Speed up your Java coding using Lombok 🚀
Abdulcelil Cercenazi
Posted on March 29, 2021
Java has a bad side that everybody hates 😓, what is it?
A lot of boilerplate code is the same for most of the applications we write.
Like what? 🧐
- Getters
- Setters
- Constructors
- Builder pattern
- and many more...
Wouldn't it be nice if someone took care of that work for us?
That is where Lombok introduces itself.
What does it do? 👀
It generates the byte code for those common tasks (Getters, Setters, etc..) and puts them in our .class files which make them usable by the code we write.
How? 🔧
We need to add the Lombok dependency to our Maven build.
Then, we just need to annotate the wanted classes, fields with some Lombok annotations.
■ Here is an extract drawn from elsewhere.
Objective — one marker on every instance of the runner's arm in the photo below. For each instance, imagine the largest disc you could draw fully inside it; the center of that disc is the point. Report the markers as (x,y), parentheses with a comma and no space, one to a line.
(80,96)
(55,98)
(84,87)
Let's look at some code! 👩🏻💻
No Lombok 🧟
public class Human {
private int id;
private String name;
private int ageInYears;
public Human() { }
public Human(int id, String name, int ageInYears) {
this.id = id;
this.name = name;
this.ageInYears = ageInYears;
}
public int getId() {
return id;
}
public String getName() {
return name;
}
public int getAgeInYears() {
return ageInYears;
}
public void setName(String name) {
this.name = name;
}
public void setAgeInYears(int ageInYears) {
this.ageInYears = ageInYears;
}
// Builder pattern
public Human id(int id){
this.id = id;
return this;
}
public Human name(String name){
this.name = name;
return this;
}
public Human ageInYears(int ageInYears){
this.ageInYears = ageInYears;
return this;
}
@Override
public String toString(){
return String.format("Human(id=%s, name=%s, ageInYears=%s)",
this.id, this.name, this.ageInYears);
}
}
Lombok 🤴
import lombok.*;
@Getter @Setter
@AllArgsConstructor @NoArgsConstructor
@Builder @ToString
public class Human {
@Setter(AccessLevel.NONE)
private int id;
private String name;
private int ageInYears;
}
The Maven dependency looks like this
<dependency>
<groupId>org.projectlombok</groupId>
<artifactId>lombok</artifactId>
<version>1.18.16</version>
<scope>provided</scope>
</dependency>
Note: the version part will change depending on the last release of Lombok.
What just happened? 🕵️♀️ 🕵️
- we used annotations to generate
- Getters
- Setters
- Constructors
- Builder pattern
- toString implementation
We can also make tweaks on some annotations, like the setter for the id field.
- We set its access level to None, meaning that we don't a setter to be generated for it.
Was it worth it? 📊📊
We wrote 52 lines when not using Lombok.
We wrote 8 lines when using Lombok.
Lombok helped us shrink our code size by nearly 4 times. Those numbers can go up even more when having more variables in our classes.
Lombok has a lot more annotations that offer a ton of help, to view them all visit their website.
Conclusion 👇🏾
Lombok helps us focus on our business code and not worry about the little details of getters/setters/constructors/common design patterns and other Java constructs.